Later on in 2006 another umbrella organization was formed, the Save Zimbabwe Campaign, in order to act as a bridge for solutions to repression in Zimbabwe which had intensified following the 2005 elections and allegations that they were rigged in favour of the ruling ZANU(P.F.). But this largely failed because of the intransigence of the Zimbabwean government.

According to social movement theorists, “mounting, coordinating and sustaining (confrontations with elites, authorities, and opponents) are the unique contribution of the social movement-an invention of the modern age and an accompaniment to the rise of the modern state”

The Save Zimbabwe Campaign, spearheaded by the Zimbabwe Christian Alliance, brought together all opposition political parties and major civil society organisations seeking to resolve Zimbabwe’s social, economic and political crisis.

The objectives of the Church-led Save Zimbabwe Campaign were similar to the 2001 objectives of the Crisis in Zimbabwe Campaign.

Now that elections 2008 are staring at Zimbabweans in the face what are the gains and what are the challenges? This is a watershed election which if conducted freely and fairly will usher in a new dispensation. But whether things will change with Mugabe still at the helm is a different matte.

With three to four million Zimbabweans eke-ing out a living under very hard conditions in different Southern African countries and the rest of the world’s cities what role will disenfranchisement have on future discontent?

Already the issue of citizenship where the state sought to exclude citizens it thought were against it has come under the spotlight with the banning of the dual citizenship.
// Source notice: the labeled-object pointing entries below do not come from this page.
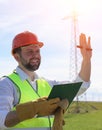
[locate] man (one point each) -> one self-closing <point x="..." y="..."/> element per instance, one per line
<point x="22" y="94"/>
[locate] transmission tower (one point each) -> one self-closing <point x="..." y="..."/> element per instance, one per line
<point x="74" y="52"/>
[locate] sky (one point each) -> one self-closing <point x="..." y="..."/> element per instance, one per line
<point x="45" y="19"/>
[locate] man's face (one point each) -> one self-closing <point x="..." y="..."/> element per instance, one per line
<point x="30" y="57"/>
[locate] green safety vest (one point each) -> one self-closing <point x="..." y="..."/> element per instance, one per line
<point x="27" y="93"/>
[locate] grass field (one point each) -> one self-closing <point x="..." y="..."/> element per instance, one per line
<point x="87" y="116"/>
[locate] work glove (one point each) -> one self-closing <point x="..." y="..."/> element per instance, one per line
<point x="40" y="107"/>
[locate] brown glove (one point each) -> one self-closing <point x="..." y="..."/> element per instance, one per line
<point x="40" y="107"/>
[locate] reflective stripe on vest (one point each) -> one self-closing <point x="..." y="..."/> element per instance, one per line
<point x="27" y="93"/>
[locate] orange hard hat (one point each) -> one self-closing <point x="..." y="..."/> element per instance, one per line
<point x="24" y="39"/>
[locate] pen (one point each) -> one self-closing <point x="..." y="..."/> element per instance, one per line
<point x="89" y="49"/>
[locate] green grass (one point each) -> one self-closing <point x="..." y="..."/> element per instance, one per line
<point x="88" y="118"/>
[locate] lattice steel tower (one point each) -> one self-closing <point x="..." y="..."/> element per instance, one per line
<point x="75" y="56"/>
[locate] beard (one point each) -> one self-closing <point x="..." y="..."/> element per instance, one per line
<point x="31" y="66"/>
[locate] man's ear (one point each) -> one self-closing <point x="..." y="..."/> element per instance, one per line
<point x="17" y="57"/>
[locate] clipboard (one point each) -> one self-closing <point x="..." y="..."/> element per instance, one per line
<point x="65" y="91"/>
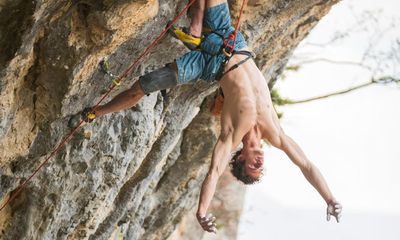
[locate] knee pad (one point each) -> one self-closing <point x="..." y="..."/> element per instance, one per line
<point x="160" y="79"/>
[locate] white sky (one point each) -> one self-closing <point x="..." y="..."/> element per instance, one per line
<point x="353" y="139"/>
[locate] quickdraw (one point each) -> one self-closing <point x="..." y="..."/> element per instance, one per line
<point x="115" y="82"/>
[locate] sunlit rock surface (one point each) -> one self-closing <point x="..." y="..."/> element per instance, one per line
<point x="134" y="174"/>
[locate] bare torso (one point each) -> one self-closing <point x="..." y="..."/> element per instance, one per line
<point x="247" y="101"/>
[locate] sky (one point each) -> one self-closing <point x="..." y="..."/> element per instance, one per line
<point x="354" y="139"/>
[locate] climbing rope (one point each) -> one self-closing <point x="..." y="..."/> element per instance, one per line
<point x="116" y="82"/>
<point x="228" y="47"/>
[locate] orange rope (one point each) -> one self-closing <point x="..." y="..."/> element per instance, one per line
<point x="232" y="36"/>
<point x="73" y="131"/>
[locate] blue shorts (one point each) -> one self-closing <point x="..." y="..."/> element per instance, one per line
<point x="205" y="64"/>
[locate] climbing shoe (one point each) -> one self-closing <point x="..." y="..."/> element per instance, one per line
<point x="183" y="34"/>
<point x="86" y="115"/>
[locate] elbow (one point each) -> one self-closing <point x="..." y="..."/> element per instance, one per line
<point x="306" y="167"/>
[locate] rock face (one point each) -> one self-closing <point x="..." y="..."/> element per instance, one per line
<point x="135" y="173"/>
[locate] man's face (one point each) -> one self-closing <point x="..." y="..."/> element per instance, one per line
<point x="253" y="161"/>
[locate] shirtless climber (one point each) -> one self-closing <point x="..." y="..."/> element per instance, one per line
<point x="247" y="114"/>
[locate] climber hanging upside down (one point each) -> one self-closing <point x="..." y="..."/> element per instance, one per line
<point x="247" y="114"/>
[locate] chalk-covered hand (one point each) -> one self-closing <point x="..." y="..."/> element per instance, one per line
<point x="335" y="209"/>
<point x="207" y="222"/>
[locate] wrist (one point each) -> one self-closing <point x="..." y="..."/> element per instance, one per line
<point x="200" y="214"/>
<point x="331" y="201"/>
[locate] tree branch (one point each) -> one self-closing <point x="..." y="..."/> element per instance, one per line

Zimbabweans in the diaspora have now formed Global Zimbabwe in order to build structures for Zimbabweans living and working outside their borders, something which obviously annoys the Mugabe regime.

With much of its international legitimacy space being taken over by different social movement organizations, how much will be left for the Mugabe government to contest? Between isolation and change it is better to change.

Blackman Ngoro is a Phd candidate of Zimbabwe’s social movements and media at the University of Johannesburg’s Department of Communication.